As Ewa, the Polish illegal immigrant of the title film forced into prostitution by Joaquin Phoenix's character after arriving in New York, Cotillard gives a powerfully subdued performance full of hurt and anger that in my estimation ranks as her biggest achievement since playing Edith Piaf to Oscar-winning perfection in "La Vie en Rose." Part of that lies in the fact that she had to learn Polish to take on the role and speak English with a credible Polish accent -- the sort of feat that the Academy has been known to love.
"I like to create characters who have their own physical language, their own way of speaking," Cotillard said at the film's press conference following the screening. "When one has to learn a different language, it helps you create a persona. With Polish, in this case, you pitch your voice differently compared to French or English. It does help you build up a character that's specific."
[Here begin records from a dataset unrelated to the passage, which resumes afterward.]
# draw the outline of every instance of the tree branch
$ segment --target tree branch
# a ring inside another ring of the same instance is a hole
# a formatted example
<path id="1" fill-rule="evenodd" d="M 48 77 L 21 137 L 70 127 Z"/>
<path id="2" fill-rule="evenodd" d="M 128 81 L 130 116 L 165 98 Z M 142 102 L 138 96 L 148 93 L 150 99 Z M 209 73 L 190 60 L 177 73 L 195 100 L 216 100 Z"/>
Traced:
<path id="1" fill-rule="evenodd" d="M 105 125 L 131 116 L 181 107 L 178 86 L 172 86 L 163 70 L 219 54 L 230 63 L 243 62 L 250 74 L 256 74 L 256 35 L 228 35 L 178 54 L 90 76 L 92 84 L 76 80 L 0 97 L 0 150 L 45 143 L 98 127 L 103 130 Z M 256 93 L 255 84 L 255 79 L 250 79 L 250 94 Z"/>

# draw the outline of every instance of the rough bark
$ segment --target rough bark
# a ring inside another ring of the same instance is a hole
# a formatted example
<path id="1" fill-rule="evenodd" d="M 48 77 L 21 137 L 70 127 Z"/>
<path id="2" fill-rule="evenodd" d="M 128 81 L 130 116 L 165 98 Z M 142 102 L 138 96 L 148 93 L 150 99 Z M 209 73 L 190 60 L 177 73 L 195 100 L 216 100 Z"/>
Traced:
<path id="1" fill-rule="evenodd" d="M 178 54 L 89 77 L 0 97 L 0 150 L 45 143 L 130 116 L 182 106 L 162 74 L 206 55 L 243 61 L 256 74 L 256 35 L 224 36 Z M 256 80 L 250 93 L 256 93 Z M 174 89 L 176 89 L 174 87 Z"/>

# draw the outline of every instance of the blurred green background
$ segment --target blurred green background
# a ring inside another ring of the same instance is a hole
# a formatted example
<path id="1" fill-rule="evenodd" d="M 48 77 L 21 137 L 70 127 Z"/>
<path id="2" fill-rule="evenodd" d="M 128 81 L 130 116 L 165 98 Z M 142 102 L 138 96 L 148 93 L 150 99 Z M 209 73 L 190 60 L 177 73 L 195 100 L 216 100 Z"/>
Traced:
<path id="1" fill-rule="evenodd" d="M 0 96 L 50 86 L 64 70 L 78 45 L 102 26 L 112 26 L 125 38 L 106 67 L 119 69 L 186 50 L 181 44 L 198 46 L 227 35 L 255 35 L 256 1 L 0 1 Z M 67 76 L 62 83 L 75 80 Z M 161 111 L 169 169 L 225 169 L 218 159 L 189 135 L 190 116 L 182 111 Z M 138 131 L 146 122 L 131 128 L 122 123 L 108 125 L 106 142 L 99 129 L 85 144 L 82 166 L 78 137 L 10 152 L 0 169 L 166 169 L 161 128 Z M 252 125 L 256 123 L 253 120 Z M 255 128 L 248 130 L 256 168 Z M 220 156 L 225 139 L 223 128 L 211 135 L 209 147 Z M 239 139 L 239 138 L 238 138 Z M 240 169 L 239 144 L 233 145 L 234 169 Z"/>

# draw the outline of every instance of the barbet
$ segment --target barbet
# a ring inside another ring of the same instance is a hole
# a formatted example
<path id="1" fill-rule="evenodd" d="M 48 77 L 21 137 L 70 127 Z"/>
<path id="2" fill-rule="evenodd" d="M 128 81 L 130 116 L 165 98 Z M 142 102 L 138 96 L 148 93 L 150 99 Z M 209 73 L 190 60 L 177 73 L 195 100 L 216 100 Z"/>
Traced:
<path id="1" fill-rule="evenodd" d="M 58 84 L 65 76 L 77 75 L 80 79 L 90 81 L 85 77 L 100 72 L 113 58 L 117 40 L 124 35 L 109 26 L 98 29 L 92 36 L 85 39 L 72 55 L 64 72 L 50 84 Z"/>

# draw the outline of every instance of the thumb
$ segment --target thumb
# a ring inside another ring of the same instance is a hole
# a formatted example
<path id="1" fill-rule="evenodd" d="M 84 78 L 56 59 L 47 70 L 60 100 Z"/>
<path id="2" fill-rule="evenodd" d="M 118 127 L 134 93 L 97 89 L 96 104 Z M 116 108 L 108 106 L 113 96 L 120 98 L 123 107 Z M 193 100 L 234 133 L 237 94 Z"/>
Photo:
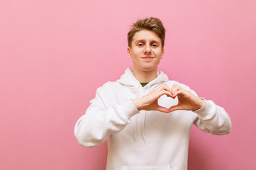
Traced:
<path id="1" fill-rule="evenodd" d="M 164 112 L 166 113 L 168 113 L 169 112 L 169 110 L 167 108 L 162 107 L 162 106 L 158 106 L 157 108 L 155 108 L 155 110 Z"/>
<path id="2" fill-rule="evenodd" d="M 173 106 L 172 107 L 170 107 L 168 110 L 169 112 L 172 112 L 172 111 L 175 111 L 175 110 L 182 110 L 182 108 L 179 106 L 179 105 L 175 105 L 175 106 Z"/>

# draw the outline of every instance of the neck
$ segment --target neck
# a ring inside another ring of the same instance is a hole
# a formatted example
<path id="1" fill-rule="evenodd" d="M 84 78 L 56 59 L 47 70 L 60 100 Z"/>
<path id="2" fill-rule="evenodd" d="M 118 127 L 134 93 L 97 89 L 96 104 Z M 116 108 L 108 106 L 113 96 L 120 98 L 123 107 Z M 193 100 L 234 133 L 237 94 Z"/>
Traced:
<path id="1" fill-rule="evenodd" d="M 157 69 L 151 71 L 142 71 L 133 68 L 133 76 L 140 83 L 148 83 L 157 76 Z"/>

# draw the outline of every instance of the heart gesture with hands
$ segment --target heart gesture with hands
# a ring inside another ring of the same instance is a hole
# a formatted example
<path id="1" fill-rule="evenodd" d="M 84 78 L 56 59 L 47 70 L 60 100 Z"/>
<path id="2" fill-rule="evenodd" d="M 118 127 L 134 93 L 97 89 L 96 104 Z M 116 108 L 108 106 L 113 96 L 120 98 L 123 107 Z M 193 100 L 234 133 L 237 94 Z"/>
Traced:
<path id="1" fill-rule="evenodd" d="M 162 95 L 175 98 L 178 98 L 178 104 L 169 108 L 160 106 L 158 98 Z M 163 84 L 148 95 L 141 98 L 132 100 L 138 110 L 158 110 L 169 113 L 177 110 L 196 110 L 204 106 L 204 100 L 200 98 L 190 91 L 184 89 L 177 84 L 174 84 L 170 89 L 166 84 Z"/>

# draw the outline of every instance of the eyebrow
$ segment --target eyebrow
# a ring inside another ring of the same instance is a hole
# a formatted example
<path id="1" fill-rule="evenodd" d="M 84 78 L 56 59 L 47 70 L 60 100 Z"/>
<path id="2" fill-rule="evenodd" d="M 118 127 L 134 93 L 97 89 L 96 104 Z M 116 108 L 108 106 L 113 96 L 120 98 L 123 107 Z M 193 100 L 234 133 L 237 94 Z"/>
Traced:
<path id="1" fill-rule="evenodd" d="M 145 40 L 135 40 L 134 42 L 138 43 L 139 42 L 145 42 Z M 156 41 L 156 40 L 150 40 L 150 43 L 160 44 L 160 42 Z"/>

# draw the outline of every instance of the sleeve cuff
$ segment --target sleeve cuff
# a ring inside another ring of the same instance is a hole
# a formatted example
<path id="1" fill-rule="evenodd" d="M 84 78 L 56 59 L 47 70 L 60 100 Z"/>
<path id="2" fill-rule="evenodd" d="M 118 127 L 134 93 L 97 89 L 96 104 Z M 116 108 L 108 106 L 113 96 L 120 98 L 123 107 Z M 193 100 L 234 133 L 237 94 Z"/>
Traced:
<path id="1" fill-rule="evenodd" d="M 211 116 L 208 113 L 211 105 L 209 101 L 205 100 L 204 98 L 201 98 L 204 101 L 203 107 L 196 110 L 194 110 L 194 112 L 198 114 L 199 119 L 206 120 L 208 116 Z"/>

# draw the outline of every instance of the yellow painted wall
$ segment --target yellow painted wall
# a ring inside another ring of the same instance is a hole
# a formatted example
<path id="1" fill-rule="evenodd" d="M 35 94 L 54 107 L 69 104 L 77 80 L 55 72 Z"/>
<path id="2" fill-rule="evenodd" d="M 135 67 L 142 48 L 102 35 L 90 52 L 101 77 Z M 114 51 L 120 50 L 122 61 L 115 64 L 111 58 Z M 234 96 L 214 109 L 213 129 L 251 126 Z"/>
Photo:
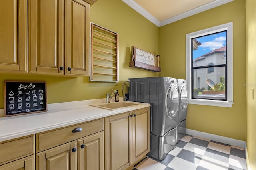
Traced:
<path id="1" fill-rule="evenodd" d="M 91 21 L 119 33 L 119 82 L 92 82 L 88 77 L 54 77 L 30 74 L 0 74 L 0 108 L 4 106 L 4 81 L 46 81 L 48 103 L 103 98 L 111 89 L 118 90 L 130 77 L 155 77 L 158 73 L 129 67 L 133 45 L 157 54 L 159 28 L 120 0 L 98 1 L 90 7 Z"/>
<path id="2" fill-rule="evenodd" d="M 246 145 L 251 170 L 256 169 L 256 1 L 247 0 L 246 38 Z M 254 98 L 252 89 L 254 89 Z"/>
<path id="3" fill-rule="evenodd" d="M 232 108 L 189 104 L 187 128 L 246 140 L 245 3 L 235 0 L 160 28 L 160 76 L 186 78 L 186 34 L 233 22 Z"/>

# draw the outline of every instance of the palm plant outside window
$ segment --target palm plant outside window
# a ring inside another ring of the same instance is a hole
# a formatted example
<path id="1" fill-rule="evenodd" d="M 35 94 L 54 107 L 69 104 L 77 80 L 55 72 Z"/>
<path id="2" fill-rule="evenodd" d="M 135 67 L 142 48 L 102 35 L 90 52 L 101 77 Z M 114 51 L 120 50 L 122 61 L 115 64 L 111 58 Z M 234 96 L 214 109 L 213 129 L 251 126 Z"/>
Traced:
<path id="1" fill-rule="evenodd" d="M 233 23 L 186 34 L 188 103 L 232 107 Z"/>

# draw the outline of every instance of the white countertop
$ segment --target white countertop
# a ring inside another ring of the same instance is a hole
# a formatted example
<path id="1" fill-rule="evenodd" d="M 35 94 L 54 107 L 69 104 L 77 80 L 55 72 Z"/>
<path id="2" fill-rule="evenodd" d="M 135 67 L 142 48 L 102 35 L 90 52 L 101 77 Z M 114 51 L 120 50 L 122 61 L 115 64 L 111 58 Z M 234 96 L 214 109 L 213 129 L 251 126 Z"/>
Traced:
<path id="1" fill-rule="evenodd" d="M 110 103 L 114 103 L 114 99 Z M 47 112 L 1 117 L 0 142 L 150 106 L 149 103 L 133 103 L 138 104 L 114 110 L 89 105 L 105 104 L 106 99 L 53 103 L 48 105 Z M 0 109 L 1 115 L 4 111 L 4 109 Z"/>

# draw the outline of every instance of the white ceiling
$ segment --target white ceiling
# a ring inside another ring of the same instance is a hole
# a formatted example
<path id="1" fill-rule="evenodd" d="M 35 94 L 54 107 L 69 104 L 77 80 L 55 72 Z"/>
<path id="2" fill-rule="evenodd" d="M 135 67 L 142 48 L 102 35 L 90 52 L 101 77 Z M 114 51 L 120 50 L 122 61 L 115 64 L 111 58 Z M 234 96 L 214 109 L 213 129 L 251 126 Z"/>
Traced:
<path id="1" fill-rule="evenodd" d="M 234 0 L 122 0 L 160 27 Z"/>

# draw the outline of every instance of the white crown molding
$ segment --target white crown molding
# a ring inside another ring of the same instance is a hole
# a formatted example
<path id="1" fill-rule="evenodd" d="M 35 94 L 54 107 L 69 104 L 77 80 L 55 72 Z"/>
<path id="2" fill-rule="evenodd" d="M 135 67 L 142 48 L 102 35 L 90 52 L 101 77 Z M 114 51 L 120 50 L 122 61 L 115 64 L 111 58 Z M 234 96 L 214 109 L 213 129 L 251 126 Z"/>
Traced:
<path id="1" fill-rule="evenodd" d="M 156 26 L 159 27 L 160 22 L 134 0 L 122 0 L 122 1 Z"/>
<path id="2" fill-rule="evenodd" d="M 158 27 L 164 26 L 185 18 L 202 12 L 220 6 L 234 0 L 216 0 L 190 11 L 176 15 L 173 17 L 160 22 L 146 10 L 138 4 L 134 0 L 122 0 L 122 1 L 137 11 L 141 15 L 149 20 Z"/>

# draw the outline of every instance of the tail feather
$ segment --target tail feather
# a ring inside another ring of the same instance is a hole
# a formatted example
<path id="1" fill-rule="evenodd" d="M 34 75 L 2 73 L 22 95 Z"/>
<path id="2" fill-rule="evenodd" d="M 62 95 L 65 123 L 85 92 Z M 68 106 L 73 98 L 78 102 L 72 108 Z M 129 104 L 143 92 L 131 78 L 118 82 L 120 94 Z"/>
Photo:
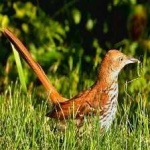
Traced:
<path id="1" fill-rule="evenodd" d="M 57 104 L 59 102 L 66 101 L 67 98 L 62 97 L 55 87 L 51 84 L 48 77 L 46 76 L 45 72 L 41 68 L 41 66 L 35 62 L 30 55 L 27 48 L 23 45 L 23 43 L 11 33 L 8 29 L 4 29 L 3 34 L 10 40 L 10 42 L 15 46 L 16 50 L 21 54 L 23 59 L 28 63 L 28 65 L 32 68 L 35 72 L 43 86 L 45 87 L 46 91 L 49 93 L 49 100 L 52 104 Z"/>

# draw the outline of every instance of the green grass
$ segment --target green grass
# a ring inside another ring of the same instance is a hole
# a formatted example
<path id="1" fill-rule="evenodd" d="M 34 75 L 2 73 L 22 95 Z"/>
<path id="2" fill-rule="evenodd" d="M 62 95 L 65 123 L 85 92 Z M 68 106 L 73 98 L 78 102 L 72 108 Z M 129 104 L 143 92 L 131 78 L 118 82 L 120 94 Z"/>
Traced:
<path id="1" fill-rule="evenodd" d="M 124 96 L 124 104 L 111 128 L 100 134 L 98 120 L 85 122 L 77 132 L 72 121 L 65 132 L 55 131 L 56 122 L 45 117 L 47 102 L 37 103 L 35 94 L 24 94 L 18 84 L 11 85 L 0 96 L 0 149 L 32 150 L 122 150 L 150 149 L 149 118 L 141 94 L 134 115 L 131 97 Z M 133 110 L 133 109 L 132 109 Z M 89 127 L 90 126 L 90 127 Z"/>

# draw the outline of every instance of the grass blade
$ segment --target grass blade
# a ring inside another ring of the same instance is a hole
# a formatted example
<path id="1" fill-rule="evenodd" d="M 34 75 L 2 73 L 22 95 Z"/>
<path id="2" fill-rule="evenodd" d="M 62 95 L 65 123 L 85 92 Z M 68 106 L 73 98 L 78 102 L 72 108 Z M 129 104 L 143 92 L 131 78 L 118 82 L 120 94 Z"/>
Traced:
<path id="1" fill-rule="evenodd" d="M 13 46 L 13 44 L 11 44 L 11 47 L 12 47 L 12 50 L 13 50 L 13 53 L 14 53 L 20 83 L 22 85 L 23 90 L 25 92 L 27 92 L 27 86 L 26 86 L 25 76 L 24 76 L 24 73 L 23 73 L 22 64 L 21 64 L 21 61 L 20 61 L 20 56 L 19 56 L 18 52 L 16 51 L 15 47 Z"/>

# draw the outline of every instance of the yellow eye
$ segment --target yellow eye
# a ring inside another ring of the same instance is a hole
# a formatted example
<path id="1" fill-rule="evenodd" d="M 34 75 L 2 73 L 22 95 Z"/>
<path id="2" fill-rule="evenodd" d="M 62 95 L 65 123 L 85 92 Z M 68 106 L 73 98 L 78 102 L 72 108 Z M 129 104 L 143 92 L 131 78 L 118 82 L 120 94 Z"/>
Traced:
<path id="1" fill-rule="evenodd" d="M 119 61 L 123 61 L 123 57 L 119 57 Z"/>

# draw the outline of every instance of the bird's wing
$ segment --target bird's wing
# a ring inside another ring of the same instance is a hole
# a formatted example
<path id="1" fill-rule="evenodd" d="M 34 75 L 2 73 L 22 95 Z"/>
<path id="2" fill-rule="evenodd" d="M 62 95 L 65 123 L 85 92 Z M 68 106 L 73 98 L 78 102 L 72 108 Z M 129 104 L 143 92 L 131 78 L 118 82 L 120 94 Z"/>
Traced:
<path id="1" fill-rule="evenodd" d="M 64 120 L 68 118 L 83 118 L 85 115 L 101 113 L 102 106 L 106 103 L 108 94 L 97 88 L 90 88 L 79 96 L 57 104 L 48 117 Z"/>

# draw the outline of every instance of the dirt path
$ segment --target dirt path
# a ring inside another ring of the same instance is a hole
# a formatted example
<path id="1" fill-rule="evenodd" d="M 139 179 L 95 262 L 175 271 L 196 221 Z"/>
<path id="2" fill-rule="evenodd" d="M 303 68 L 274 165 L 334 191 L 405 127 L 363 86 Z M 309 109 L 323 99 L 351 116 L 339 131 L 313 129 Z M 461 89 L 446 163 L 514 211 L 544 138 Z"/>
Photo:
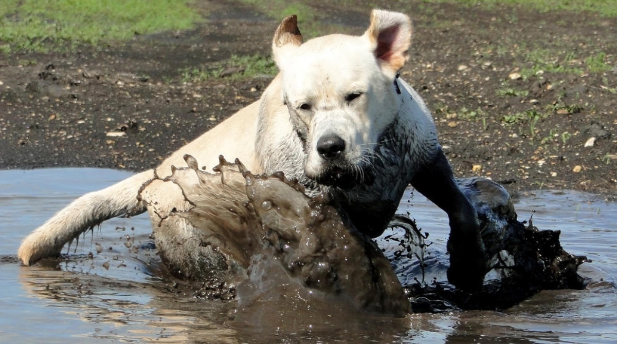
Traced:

"It's a complicated language," she continued. "I had about 20 pages in Polish and I could only understand two words [at first]. But I had a fabulous teacher and no choice.
"When you speak Polish with an accent, that would be one thing. But I had to speak Polish with no accent, so that put a lot of pressure on me. I knew when I was making a mistake. When I was doing it good, however, I had no idea of how I was doing. It was bit unsettling."
Surprisingly, Gray revealed that he had never seen any of Cotillard's work before meeting with her for the title role. "I have three incredibly beautiful children. Around their birth times is when I didn't see any movies. That's kind of the reason I never saw 'La Vie en Rose.'
"When I met Marion, I didn't know her work. But she threw a piece of bread in my face, over dinner, because I didn't like some actor that she liked. I thought she had an amazing face, a kind of great silent movie face that reveals so much emotion. Plus she's throwing bread in my face which means she has a kind of will, a strength. So if you have both of those, that's usually a precursor to something pretty good."
"Acting is an emotional intelligence," he continued. "When you talk to actors, sometimes you don't even have to watch them act. The minute you get a sense of that intelligence, you know that they can be wonderful. That was all I needed to go and write the movie for her. After that I saw everything that she had done, but by then it was all over, I was in the Cotillard camp."